5.66: Not Me

God, I feel like shit right now. Absolute, complete shit.

I know I did the right thing. I had to do it. But I fucking hated it.

I knew I had to do it in person, so invited Abigail over this afternoon. I didn’t really say much, just that I needed to talk to her. And when she got here, she looked so beautiful and was giving me that smile I love so much. And it killed me. It seriously did.

When she started apologizing for the other day, that was when I knew I had to bite the bullet and do it. I couldn’t put it off any longer. So I stopped her, and told her the truth…

We can’t be together anymore.

I didn’t make it very far into my speech before I started crying. The look on her face broke my heart. I almost couldn’t stand it. I haven’t been the one to dump anybody in years. Not since Amy, way back before Hope and I were even together. But Amy was a controlling psycho-bitch who walked all over me and made me feel like shit. Breaking up with her was EASY.

But breaking up with Abigail… God, that was anything but easy. I know she has the same kind of problems I used to… But that doesn’t make her a bad person. She’s not. She’s smart and funny and beautiful…

But she’s not the one for me… And I’m not the one for her either.

I deserve someone who can be understanding and supportive of my career. Someone who won’t be so jealous of me all the time.

And she deserves someone who can put her first. Someone who can give her 100%. And that someone isn’t me.

I really wish I could say Abigail took it well… But she didn’t.

The first thing she did was say I’m just breaking up with her so I can be with Hope now. But that’s not true. It really isn’t. I mean, I was honest with her… I still have feelings for Hope. And it’s made things even more complicated between me and Abigail. It played a big part in why I felt like I had to end things.

But I’m not planning on running back to Hope right now. That’s not why I did this.

I’m doing it because it wasn’t fair to Abigail for us to stay together… Or me, really. It just wasn’t going to work out between us. I tried so hard to make her see that.
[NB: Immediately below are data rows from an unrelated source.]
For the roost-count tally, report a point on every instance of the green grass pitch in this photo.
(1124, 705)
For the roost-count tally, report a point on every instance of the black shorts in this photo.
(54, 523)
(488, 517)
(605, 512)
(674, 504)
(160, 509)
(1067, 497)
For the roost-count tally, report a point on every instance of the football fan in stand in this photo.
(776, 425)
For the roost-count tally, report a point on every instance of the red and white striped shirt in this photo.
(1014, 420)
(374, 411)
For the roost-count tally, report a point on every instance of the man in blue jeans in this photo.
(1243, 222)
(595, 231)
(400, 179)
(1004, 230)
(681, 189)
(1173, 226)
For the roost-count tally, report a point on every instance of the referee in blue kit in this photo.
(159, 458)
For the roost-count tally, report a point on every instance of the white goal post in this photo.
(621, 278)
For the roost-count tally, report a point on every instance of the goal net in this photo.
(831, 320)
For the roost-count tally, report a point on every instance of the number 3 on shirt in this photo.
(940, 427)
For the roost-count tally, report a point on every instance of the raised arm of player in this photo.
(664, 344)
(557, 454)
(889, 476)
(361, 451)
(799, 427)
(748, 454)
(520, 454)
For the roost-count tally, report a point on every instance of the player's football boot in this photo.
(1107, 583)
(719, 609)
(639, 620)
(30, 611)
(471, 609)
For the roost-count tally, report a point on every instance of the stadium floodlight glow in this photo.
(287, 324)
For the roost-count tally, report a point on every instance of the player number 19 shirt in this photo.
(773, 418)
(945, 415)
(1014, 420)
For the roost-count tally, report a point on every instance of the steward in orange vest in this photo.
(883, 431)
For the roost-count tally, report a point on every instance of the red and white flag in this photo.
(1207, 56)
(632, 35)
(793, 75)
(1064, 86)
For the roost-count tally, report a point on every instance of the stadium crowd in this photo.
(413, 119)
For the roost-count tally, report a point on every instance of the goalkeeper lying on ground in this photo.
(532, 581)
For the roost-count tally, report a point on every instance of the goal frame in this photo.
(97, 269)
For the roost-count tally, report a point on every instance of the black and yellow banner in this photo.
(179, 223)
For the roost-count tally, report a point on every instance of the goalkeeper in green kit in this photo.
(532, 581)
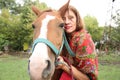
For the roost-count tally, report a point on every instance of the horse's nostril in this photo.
(47, 71)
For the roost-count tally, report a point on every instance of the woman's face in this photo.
(70, 21)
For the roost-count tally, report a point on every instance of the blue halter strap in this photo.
(51, 45)
(48, 43)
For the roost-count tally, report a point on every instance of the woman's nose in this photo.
(67, 21)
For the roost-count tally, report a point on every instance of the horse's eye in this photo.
(33, 26)
(61, 25)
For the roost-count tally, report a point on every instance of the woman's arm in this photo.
(78, 75)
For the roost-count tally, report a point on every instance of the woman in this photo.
(84, 65)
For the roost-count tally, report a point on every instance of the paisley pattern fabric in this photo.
(86, 58)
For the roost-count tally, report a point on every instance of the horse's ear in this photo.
(36, 10)
(63, 9)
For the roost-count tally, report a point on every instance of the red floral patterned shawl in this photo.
(86, 59)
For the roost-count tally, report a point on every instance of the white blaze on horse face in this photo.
(40, 51)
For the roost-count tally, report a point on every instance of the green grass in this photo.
(15, 68)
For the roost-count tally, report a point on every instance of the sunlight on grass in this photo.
(15, 68)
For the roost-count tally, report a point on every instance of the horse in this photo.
(47, 42)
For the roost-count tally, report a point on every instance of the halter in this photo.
(48, 43)
(51, 45)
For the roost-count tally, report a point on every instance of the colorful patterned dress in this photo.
(85, 60)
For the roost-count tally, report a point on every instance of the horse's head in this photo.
(48, 32)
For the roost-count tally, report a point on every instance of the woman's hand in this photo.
(61, 63)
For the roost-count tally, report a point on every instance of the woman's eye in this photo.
(70, 17)
(33, 26)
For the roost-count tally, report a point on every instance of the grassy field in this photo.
(15, 68)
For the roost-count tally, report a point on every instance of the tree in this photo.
(15, 23)
(92, 26)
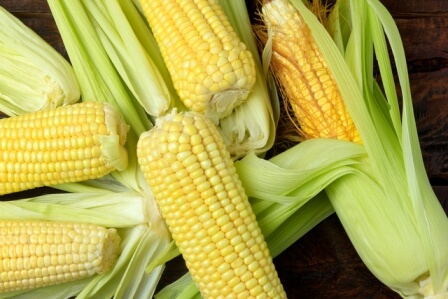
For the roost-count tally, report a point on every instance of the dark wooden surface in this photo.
(323, 264)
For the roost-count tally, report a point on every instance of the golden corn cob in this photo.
(66, 144)
(35, 253)
(304, 76)
(200, 196)
(210, 67)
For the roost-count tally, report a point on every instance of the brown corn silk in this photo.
(312, 99)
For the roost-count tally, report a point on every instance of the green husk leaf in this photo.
(33, 76)
(251, 127)
(388, 209)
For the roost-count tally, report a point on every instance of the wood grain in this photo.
(323, 263)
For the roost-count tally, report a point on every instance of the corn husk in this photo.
(33, 75)
(386, 203)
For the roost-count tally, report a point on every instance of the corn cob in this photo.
(210, 67)
(200, 196)
(304, 77)
(66, 144)
(39, 253)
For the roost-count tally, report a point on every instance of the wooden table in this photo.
(323, 264)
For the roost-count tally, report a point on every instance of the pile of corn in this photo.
(155, 137)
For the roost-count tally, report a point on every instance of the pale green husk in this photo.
(388, 208)
(251, 127)
(33, 75)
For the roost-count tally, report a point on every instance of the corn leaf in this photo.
(33, 75)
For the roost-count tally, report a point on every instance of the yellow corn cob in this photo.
(303, 74)
(39, 253)
(200, 196)
(211, 69)
(66, 144)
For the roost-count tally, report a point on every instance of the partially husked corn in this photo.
(303, 74)
(211, 68)
(67, 144)
(36, 253)
(197, 189)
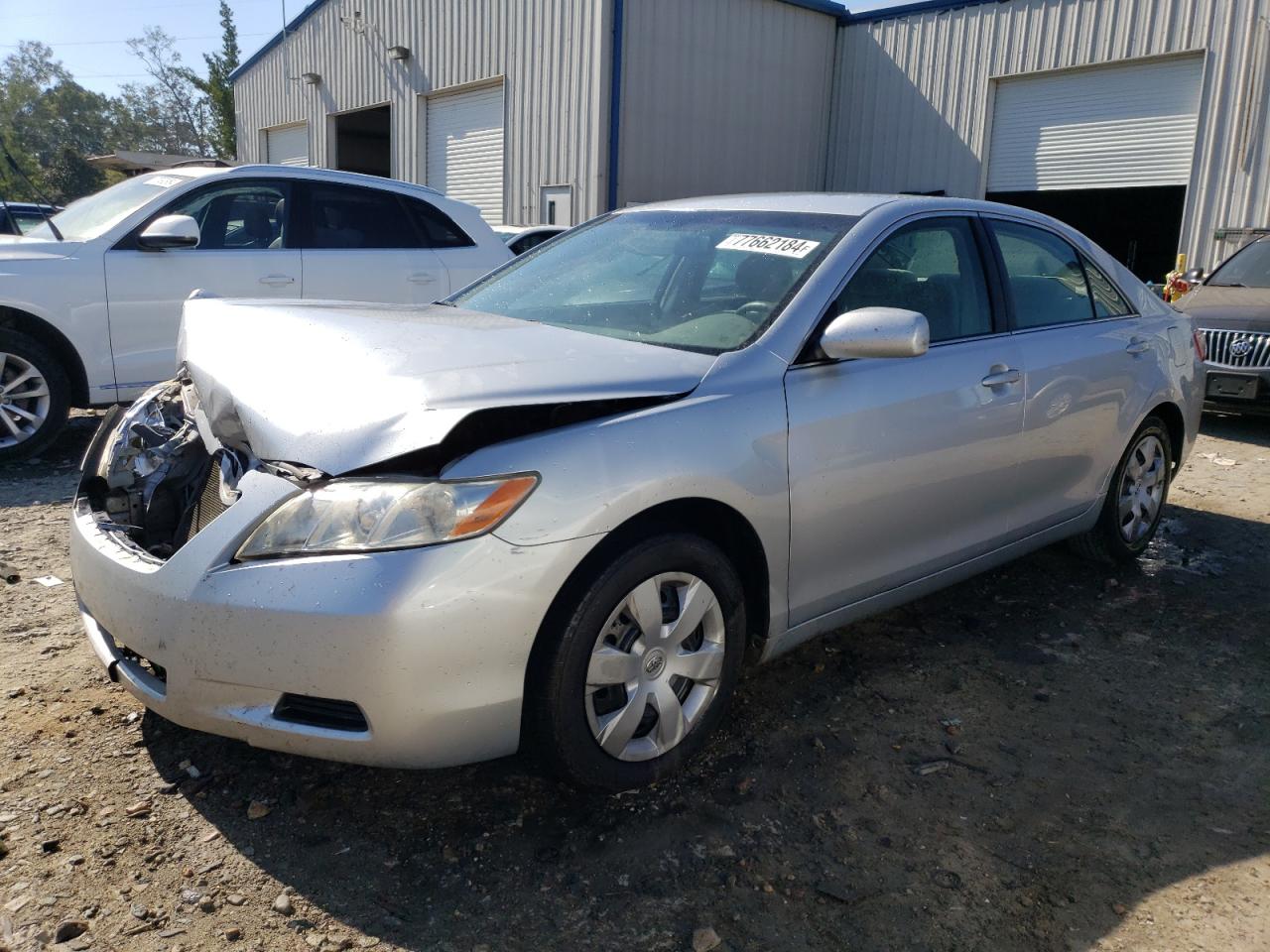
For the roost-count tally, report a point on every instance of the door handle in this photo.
(1001, 379)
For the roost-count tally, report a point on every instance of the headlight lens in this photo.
(367, 516)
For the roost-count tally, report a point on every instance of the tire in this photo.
(46, 395)
(648, 737)
(1124, 537)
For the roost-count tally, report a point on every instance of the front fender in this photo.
(729, 447)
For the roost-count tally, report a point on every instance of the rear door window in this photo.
(1107, 301)
(1044, 277)
(348, 216)
(437, 229)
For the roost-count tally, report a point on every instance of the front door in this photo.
(898, 467)
(1080, 347)
(243, 252)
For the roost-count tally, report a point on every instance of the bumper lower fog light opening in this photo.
(320, 712)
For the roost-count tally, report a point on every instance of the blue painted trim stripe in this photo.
(919, 7)
(615, 102)
(826, 7)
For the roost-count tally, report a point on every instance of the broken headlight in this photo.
(367, 516)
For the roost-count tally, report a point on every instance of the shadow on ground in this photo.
(1010, 765)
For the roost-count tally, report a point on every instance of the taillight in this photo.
(1199, 345)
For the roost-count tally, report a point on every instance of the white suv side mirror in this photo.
(169, 231)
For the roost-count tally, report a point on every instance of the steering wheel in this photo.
(756, 308)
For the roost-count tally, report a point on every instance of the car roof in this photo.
(849, 203)
(298, 172)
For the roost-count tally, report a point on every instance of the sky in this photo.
(87, 36)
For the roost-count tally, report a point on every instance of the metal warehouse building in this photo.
(1142, 122)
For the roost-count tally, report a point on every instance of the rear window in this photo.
(1246, 268)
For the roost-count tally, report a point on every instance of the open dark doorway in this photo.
(363, 141)
(1137, 226)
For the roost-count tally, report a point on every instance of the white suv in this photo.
(90, 306)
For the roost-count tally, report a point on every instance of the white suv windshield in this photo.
(698, 281)
(91, 216)
(1246, 268)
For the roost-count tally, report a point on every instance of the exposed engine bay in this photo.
(153, 470)
(160, 471)
(160, 476)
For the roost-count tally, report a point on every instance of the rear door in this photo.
(1084, 352)
(367, 244)
(899, 467)
(244, 250)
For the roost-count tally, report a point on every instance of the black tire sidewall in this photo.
(1116, 544)
(59, 393)
(564, 731)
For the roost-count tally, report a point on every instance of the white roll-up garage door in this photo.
(465, 148)
(1097, 127)
(287, 145)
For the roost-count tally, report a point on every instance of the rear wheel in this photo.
(1135, 498)
(35, 397)
(643, 667)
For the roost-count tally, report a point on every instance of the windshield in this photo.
(698, 281)
(1246, 268)
(91, 216)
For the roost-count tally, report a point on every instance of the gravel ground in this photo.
(1055, 756)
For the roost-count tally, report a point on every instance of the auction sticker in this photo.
(769, 245)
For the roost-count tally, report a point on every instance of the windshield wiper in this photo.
(31, 184)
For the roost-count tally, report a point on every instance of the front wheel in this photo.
(35, 397)
(643, 667)
(1135, 498)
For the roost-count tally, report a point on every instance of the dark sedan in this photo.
(1232, 309)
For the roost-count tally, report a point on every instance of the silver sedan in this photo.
(564, 509)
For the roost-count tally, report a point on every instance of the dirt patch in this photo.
(1051, 757)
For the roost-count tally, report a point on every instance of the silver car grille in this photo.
(1237, 348)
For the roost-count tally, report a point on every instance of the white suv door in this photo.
(368, 244)
(243, 252)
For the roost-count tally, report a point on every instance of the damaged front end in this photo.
(150, 475)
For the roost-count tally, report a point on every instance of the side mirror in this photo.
(876, 331)
(169, 231)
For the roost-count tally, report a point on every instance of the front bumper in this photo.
(1237, 389)
(431, 644)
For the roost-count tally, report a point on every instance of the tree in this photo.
(44, 111)
(71, 177)
(217, 86)
(172, 108)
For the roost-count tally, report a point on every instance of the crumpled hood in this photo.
(1222, 307)
(16, 248)
(339, 386)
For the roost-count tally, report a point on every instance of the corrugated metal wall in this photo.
(915, 94)
(722, 95)
(553, 55)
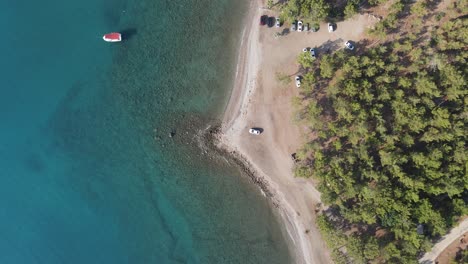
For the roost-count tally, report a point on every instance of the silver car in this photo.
(312, 53)
(349, 45)
(298, 81)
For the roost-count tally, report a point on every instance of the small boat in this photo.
(112, 37)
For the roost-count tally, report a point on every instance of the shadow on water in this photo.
(128, 33)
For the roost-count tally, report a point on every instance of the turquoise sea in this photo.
(88, 172)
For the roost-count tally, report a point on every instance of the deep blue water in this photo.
(88, 173)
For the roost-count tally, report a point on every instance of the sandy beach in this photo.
(259, 100)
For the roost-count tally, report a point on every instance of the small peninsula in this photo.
(362, 115)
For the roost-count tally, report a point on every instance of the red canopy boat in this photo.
(112, 37)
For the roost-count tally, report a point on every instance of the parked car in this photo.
(299, 26)
(298, 81)
(349, 45)
(255, 131)
(271, 21)
(263, 20)
(312, 53)
(293, 26)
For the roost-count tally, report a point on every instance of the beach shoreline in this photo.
(298, 218)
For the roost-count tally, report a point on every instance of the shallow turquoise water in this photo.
(88, 172)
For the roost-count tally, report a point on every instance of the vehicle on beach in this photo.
(293, 26)
(299, 26)
(312, 53)
(271, 21)
(255, 131)
(112, 37)
(349, 45)
(263, 20)
(298, 81)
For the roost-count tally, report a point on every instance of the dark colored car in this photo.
(271, 21)
(263, 20)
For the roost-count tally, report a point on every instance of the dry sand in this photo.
(258, 100)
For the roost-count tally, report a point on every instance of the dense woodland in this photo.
(389, 128)
(320, 10)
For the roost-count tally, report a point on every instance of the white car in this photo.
(298, 81)
(255, 131)
(349, 45)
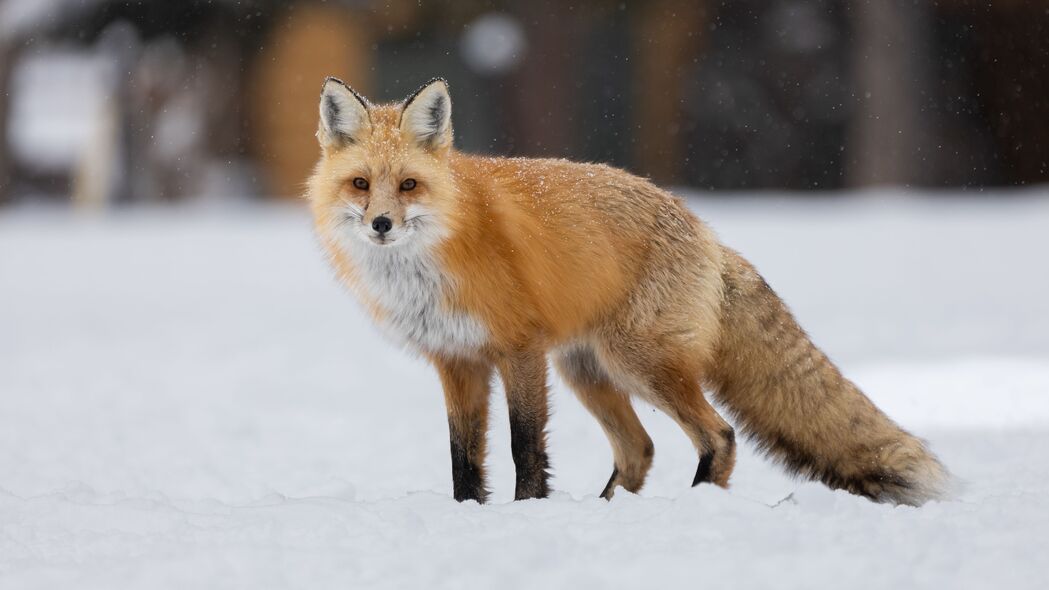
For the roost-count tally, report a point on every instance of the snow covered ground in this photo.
(188, 399)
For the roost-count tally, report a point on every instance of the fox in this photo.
(502, 266)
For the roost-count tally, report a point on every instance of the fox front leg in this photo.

And I hope she will, eventually. I really hope she can find a way to move past her jealousy too. Because honestly, she has the biggest heart underneath it all.

But today, I broke it.

We had four months together. Sounds like nothing compared to the four years Hope and I had… But we had a great time together. I really cared about her so much. Hell, before things started going downhill, I was even starting to imagine a future with her. Saying goodbye to all of that hurts. Like hell.

After she left, I couldn’t stop crying. I didn’t know what to do.

There was this crazy moment I almost called Hope. Old habits die hard, I guess. Whenever something awful happens, she’s the first one I wanna turn to. But I knew this time it would be a terrible idea. So I didn’t.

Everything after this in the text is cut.